Getting Started
Sign up, generate an API key on the portal, and connect Voxta Cloud to your Voxta Server.
Voxta Cloud connects to your Voxta Server through the same Services system as everything else. Drop in an API key, save, and it's available to your characters.
Prerequisites
- Voxta Cloud credits — subscribe directly with Voxta, via Patreon, or buy a one-time credit pack. See Plans & Billing for the options.
- Voxta Server installed and running.
Connect Voxta Server to Voxta Cloud
Sign in to the portal
Go to portal.voxta.ai and sign in with Google, Patreon, or Discord. The portal is where your subscription, credits, and API key live.
Sign in with the same method you used to subscribe — each sign-in method starts its own account. See Plans & Billing → Which sign-in should I use? if you need to link methods.
Generate an API key
In the portal, generate your API key. Copy it immediately and store it somewhere safe — you can't view it again after generation, only rotate it.
Only one API key is active at a time. Generating a new one revokes the previous one. This is intentional — if your key leaks, rotate it and the old key stops working everywhere.

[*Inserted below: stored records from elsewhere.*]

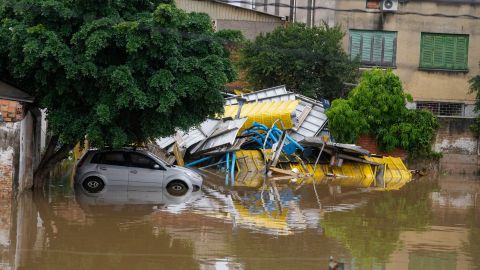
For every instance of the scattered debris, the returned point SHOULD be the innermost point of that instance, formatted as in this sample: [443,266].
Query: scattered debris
[278,135]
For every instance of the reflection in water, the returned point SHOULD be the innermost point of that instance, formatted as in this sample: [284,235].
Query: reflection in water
[428,224]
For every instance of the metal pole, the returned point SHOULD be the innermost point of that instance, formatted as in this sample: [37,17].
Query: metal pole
[232,169]
[227,173]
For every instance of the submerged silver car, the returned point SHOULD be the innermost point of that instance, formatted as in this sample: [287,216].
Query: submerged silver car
[133,169]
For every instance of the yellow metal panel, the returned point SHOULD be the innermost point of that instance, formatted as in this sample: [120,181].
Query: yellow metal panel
[395,169]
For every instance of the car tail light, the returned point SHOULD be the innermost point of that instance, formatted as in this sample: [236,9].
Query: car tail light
[82,160]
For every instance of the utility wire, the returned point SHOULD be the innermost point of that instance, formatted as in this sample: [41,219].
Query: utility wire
[259,4]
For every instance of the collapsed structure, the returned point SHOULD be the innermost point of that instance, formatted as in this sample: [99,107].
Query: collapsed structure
[281,135]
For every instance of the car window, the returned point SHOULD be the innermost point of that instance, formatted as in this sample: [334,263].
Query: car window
[113,158]
[141,161]
[96,158]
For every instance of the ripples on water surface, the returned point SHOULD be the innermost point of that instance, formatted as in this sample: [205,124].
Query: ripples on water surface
[428,224]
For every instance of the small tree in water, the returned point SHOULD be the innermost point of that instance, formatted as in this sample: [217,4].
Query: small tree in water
[475,88]
[377,106]
[309,60]
[118,72]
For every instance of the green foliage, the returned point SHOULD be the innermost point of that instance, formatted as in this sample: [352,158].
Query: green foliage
[309,60]
[377,107]
[117,71]
[475,88]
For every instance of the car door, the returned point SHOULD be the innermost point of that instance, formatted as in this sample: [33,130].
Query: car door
[144,174]
[114,167]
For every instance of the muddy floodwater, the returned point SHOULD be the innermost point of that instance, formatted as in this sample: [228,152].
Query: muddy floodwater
[430,223]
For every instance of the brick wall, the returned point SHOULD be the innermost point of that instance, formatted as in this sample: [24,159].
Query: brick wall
[370,143]
[9,146]
[10,111]
[458,145]
[455,137]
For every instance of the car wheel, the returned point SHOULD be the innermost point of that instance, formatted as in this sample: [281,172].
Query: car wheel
[177,188]
[93,184]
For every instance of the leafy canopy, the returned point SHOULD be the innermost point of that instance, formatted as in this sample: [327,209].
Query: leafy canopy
[119,71]
[377,106]
[309,60]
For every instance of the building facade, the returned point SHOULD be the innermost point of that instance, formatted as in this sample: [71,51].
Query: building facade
[433,46]
[22,139]
[226,16]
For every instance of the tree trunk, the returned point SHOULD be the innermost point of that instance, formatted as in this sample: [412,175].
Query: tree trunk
[51,157]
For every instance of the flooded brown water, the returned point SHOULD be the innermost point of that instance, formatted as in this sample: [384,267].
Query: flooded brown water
[428,224]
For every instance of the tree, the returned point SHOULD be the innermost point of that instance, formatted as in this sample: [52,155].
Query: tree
[309,60]
[377,106]
[118,72]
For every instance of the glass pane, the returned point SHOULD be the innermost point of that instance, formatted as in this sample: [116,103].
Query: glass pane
[113,158]
[141,161]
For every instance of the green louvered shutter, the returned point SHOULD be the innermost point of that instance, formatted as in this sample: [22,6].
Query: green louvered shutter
[355,40]
[367,40]
[444,51]
[373,47]
[449,52]
[461,53]
[389,48]
[426,53]
[438,51]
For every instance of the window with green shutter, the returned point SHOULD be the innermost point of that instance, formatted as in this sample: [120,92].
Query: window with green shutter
[444,51]
[373,48]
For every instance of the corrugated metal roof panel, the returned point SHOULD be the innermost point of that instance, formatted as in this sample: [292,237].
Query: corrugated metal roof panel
[193,136]
[313,122]
[262,95]
[225,134]
[266,113]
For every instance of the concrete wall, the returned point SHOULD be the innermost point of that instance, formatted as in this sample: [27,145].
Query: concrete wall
[226,16]
[310,12]
[459,146]
[9,148]
[441,86]
[250,29]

In Voxta, install the Voxta Cloud service
Two paths, same result:
- Wizard — if you're on first-time setup, the wizard offers Voxta Cloud as an option.
- Manage Services — go to Services → Add Services, find Voxta Cloud, click to install.
Paste your API key
In the Voxta Cloud service config, paste your API key into the top field, then click Save & Install Service at the bottom.
That's it — Voxta Cloud is now available as a backend for LLM, TTS, and STT.
(Optional) Customize models
The default models work for most users. To change them (different LLM, different voice provider), clone the installed Voxta Cloud service in Manage Services and edit the clone's settings. Click Show Advanced Settings to expose the model picker.
What you get
-
LLM — Voxta tunes the default model continuously. Currently routed via OpenRouter to a high-quality general-purpose model. You can override per-clone.
-
TTS — three options out of the box:
- UnrealSpeech — cheapest credits per minute, good quality.
- Cartesia — low-latency neural TTS, great middle ground.
- ElevenLabs — pricier, best quality and emotion.
Pick voice per character on the Character Card.
-
STT — Deepgram-backed, low latency.
Want a free TTS option instead? The Coqui XTTS local service runs on ~2 GB of VRAM and is built into Voxta Server.